The Boondocks comic strip will not return “in the foreseeable future,” Universal Press Syndicate, its distributor, announced Monday.
Creator Aaron McGruder took a six-month break earlier in the year but was expected to return this fall to his provocative strip about two black kids from Chicago who move to a primarily white suburb to live with their grandfather.
Syndicate president Lee Salem said McGruder could not commit to a date for when his strip would resume. (Salem added he hopes to work with McGruder in the future.)
“Aaron McGruder has been a huge creative force, but it’s unrealistic to expect a comic strip artist to commit to 20 or 30 years these days,” said Kyrie O’Connor, Houston Chronicle deputy managing editor for features. In April, the Chronicle filled the vacant spot with F Minus.
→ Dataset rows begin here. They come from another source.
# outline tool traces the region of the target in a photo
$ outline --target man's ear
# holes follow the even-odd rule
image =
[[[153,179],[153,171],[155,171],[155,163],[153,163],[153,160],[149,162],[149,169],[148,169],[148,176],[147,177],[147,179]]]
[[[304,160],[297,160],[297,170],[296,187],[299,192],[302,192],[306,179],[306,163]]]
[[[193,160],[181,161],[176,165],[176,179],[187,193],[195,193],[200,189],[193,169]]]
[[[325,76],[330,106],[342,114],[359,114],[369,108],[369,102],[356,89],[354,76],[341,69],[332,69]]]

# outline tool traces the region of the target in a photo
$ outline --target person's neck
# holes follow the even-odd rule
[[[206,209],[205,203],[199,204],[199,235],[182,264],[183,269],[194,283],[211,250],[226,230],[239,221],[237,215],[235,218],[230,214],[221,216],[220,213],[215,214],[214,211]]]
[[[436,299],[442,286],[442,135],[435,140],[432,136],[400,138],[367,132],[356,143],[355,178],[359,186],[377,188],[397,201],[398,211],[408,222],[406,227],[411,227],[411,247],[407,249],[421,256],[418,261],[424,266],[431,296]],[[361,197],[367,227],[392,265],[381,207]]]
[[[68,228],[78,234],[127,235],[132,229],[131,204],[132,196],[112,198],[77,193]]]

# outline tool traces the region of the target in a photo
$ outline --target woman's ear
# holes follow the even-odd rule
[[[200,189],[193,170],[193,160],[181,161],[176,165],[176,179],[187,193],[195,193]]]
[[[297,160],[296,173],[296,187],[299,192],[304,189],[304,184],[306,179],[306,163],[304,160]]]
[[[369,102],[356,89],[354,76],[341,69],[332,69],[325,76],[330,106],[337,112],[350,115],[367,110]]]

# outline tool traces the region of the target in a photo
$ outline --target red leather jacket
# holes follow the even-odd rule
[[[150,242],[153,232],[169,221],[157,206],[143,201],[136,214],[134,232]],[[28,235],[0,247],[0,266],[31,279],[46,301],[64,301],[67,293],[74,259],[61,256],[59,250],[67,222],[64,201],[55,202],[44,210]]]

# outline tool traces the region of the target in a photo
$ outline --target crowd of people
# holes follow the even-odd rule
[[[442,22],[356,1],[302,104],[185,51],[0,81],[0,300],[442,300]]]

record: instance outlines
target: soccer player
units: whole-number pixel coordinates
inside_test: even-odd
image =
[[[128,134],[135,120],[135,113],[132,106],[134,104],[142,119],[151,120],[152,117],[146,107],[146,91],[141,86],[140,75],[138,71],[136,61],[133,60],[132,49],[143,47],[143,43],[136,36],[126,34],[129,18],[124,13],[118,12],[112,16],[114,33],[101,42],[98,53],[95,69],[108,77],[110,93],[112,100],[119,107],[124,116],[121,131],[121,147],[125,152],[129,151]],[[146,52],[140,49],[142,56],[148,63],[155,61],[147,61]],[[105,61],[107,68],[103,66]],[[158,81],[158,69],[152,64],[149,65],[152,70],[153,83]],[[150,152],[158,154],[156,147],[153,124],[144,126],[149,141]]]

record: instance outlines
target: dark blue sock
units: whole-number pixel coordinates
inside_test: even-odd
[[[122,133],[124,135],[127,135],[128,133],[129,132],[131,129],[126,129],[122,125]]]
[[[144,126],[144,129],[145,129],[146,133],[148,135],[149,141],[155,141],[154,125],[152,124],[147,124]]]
F Minus is mildly amusing. Boondocks is funny. This stinks.
The Boondocks show is probably better than the strip, if only because it adds narrative, and preaching is easier to take when it’s accompanied with narrative (compare Doonesbury and Mallard Fillmore).
The Boondocks TV show also has demonstrated an impressive range of imagination, an ability to strange the boundaries (at least my boundaries). I haven’t made up my mind completely yet, but casting Samuel L. Jackson as the voice of a thug wannabe white teenager (who quotes Samuel L. Jackson movies) is probably brilliant.